A new clause inserted in the regulator’s Compliance Framework rulebook for 2012-13 states that Monitor can adjust an FT’s financial risk rating by “removing exceptional, one-off” income received during the year “where this materially distorts its underlying position”.

The flexibility could give the regulator the power to intervene sooner in financially weak trusts.

Monitor rates the financial risk exposure of foundation trusts from one to five based on a basket of measures including operating surpluses. If an FT’s rating drops below three, the regulator will consider “escalating” the trust - subjecting it to closer scrutiny, or directly intervening in its management.

Under the new clause, FTs will not be safe from escalation if the only thing keeping their risk rating above two is a one-off bailout, or an advance payment from their commissioners.

In a document published alongside the new rulebook, Monitor states that “by ‘normalising’ the income calculation, we can better reflect the underlying efficiency of a trust’s business and act earlier to address serious financial concerns”.

However, it adds that the “adjustment” will not be applied to all trusts’ accounts and be used at the regulator’s discretion. “As we are not able to capture the full extent of one-off funding given to trusts,” it states, “we will have to apply a level of subjectivity to assess whether the funding (when evident) is justified.”

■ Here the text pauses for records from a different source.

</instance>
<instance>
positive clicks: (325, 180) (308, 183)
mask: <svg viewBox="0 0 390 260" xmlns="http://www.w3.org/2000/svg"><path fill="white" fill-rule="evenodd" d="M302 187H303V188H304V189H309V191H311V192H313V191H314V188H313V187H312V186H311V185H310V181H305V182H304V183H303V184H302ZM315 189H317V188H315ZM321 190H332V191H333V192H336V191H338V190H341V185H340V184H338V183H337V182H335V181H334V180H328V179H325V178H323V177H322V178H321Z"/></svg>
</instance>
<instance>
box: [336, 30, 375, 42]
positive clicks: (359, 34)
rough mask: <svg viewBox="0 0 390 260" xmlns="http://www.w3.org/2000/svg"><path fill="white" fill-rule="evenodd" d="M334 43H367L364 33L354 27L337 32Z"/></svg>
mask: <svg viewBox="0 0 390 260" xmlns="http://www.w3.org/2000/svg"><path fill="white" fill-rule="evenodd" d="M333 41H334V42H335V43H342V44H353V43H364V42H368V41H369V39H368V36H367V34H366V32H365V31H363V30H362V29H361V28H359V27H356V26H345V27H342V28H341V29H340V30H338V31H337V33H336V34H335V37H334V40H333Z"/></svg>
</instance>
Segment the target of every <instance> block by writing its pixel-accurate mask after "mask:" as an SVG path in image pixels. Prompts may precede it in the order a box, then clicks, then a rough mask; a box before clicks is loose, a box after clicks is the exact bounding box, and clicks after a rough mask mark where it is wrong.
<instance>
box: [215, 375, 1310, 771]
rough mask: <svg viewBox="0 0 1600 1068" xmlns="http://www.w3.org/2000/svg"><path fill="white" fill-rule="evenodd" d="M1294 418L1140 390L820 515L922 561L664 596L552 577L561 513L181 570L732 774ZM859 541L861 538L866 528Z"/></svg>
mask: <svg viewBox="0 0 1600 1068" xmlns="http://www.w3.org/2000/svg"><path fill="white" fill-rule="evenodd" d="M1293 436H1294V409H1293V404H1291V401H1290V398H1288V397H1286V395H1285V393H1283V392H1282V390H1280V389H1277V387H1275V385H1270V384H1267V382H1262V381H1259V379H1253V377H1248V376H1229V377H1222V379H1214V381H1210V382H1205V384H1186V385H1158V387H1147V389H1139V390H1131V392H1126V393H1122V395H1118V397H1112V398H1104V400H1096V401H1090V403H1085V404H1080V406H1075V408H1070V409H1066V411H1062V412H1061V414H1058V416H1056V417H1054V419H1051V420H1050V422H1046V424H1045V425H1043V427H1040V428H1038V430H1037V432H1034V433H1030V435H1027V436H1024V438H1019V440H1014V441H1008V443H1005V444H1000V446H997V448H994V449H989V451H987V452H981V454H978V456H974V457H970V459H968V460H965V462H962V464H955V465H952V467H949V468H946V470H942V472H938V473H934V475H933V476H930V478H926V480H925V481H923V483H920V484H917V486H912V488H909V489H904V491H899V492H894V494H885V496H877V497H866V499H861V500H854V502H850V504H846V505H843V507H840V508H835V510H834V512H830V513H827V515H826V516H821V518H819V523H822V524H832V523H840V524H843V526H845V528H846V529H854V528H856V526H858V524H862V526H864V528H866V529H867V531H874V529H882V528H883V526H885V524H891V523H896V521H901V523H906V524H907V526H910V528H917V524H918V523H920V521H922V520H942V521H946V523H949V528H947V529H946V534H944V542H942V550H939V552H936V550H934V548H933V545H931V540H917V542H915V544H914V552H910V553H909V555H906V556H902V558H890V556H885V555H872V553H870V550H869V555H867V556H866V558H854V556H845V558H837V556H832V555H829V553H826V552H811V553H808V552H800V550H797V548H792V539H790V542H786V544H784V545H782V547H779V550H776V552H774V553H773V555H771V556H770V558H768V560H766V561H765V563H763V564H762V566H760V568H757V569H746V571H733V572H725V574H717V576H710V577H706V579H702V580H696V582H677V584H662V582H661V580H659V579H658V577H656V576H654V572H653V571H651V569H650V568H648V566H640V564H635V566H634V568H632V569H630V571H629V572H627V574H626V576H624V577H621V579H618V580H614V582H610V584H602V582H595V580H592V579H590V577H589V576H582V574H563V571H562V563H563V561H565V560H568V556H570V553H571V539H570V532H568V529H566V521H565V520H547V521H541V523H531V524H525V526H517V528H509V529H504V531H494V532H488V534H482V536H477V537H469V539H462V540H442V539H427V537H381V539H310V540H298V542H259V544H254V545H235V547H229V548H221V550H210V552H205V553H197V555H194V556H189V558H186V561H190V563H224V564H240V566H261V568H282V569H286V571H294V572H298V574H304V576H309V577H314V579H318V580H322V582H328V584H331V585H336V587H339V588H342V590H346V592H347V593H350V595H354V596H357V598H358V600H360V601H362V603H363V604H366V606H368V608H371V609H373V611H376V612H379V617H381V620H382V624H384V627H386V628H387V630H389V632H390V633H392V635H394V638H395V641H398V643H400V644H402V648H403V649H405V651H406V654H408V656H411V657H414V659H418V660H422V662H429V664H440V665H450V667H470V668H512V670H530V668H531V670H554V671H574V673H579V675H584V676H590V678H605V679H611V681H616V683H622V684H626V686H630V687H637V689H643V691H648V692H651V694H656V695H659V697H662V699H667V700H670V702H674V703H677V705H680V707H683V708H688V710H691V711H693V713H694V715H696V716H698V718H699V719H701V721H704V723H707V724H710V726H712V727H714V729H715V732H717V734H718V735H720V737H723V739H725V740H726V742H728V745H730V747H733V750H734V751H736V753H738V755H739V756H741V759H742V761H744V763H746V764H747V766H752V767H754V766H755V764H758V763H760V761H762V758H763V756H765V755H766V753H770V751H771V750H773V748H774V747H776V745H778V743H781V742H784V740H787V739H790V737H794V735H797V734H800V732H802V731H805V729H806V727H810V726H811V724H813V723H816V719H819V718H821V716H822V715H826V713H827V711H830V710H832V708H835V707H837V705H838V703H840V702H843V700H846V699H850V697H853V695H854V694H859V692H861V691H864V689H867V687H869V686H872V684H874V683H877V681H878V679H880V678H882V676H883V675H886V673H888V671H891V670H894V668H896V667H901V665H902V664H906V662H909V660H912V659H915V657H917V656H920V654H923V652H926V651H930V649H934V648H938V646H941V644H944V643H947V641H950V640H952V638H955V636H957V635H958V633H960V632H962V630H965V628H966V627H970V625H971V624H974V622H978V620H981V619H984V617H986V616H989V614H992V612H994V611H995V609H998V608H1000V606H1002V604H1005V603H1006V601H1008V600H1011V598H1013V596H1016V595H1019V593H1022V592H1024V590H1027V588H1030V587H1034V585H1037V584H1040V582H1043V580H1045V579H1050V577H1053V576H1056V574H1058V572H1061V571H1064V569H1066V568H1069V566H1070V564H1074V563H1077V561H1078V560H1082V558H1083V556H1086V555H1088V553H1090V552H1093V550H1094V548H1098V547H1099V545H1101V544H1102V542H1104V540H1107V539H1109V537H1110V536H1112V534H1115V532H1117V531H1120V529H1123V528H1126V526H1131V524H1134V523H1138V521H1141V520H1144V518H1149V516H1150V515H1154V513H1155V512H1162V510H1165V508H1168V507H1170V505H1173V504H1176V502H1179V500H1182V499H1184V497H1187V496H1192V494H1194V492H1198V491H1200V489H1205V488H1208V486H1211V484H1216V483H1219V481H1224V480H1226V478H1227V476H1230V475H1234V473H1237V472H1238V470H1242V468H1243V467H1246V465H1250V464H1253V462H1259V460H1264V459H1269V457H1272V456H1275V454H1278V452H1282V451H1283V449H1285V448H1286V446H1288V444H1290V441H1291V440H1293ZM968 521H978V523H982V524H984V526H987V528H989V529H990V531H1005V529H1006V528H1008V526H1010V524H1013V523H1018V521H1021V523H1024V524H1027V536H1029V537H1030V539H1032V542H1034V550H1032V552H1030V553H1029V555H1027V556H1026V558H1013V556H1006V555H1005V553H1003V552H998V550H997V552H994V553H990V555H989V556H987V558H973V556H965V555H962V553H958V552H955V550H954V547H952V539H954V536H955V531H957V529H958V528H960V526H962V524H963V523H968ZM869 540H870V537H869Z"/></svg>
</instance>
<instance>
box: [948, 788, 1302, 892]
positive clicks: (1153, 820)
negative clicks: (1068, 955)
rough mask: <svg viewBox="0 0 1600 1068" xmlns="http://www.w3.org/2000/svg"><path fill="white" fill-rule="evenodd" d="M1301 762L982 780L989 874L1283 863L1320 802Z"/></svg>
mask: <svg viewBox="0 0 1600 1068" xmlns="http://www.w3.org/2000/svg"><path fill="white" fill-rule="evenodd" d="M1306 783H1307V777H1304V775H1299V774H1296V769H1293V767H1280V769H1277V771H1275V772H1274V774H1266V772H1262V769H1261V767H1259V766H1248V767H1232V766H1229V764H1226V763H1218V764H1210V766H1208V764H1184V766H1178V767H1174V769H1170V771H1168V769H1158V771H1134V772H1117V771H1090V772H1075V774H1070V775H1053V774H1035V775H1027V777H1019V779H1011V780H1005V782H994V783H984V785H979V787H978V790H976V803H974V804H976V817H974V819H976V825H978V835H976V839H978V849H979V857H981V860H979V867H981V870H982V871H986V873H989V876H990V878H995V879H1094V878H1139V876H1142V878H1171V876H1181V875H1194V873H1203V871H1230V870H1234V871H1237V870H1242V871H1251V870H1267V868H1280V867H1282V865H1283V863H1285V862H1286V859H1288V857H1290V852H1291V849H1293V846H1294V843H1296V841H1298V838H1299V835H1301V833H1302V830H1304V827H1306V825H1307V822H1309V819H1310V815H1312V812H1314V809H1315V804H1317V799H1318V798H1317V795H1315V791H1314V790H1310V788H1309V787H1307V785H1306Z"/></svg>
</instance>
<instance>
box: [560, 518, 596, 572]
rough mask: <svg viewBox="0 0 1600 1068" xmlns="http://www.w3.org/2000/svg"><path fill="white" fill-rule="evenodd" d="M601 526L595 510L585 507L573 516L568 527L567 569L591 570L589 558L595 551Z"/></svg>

It adds that “such an adjustment will be applied extremely rarely, and only in cases where removing the one-off income will confirm that a trust has problems with ongoing financial viability”.

Foundation Trust Network chief executive Sue Slipman said Monitor’s position could be problematic where a trust had received “transitional funding” for investments to ensure its longer-term sustainability. “I think our members would want us to argue that [this kind of funding] is allowable income for investment,” she said.

“The danger for Monitor is if it gets to be in the position of trying to second-guess the business plan,” she added. “Effectively these are commercial judgements about commissioning intentions. You can see all sorts of examples where that would be quite a difficult judgement [for the regulator] to make. We will be forced to probe Monitor on what it counts as evidence.”

A Monitor spokesman said the regulator had “reserved the power to consider ‘one off’ payments” against a trust’s operating surplus since 2005, and it had been included in the footnotes of “all our Compliance Frameworks since then”.

The 2012-13 Compliance Framework also changes the way the regulator tracks a trust’s cost of capital. In the past Monitor measured this by dividing operating profits by total capital employed. It will now track a ratio of operating profits after financing costs to total financing (debt, private finance initiatives and taxpayers’ investment).

James Wilson, managing director of Assista Consulting, said the change would go “a long way” towards helping “asset-light community trusts” seeking FT status to “present their figures in a more positive light”.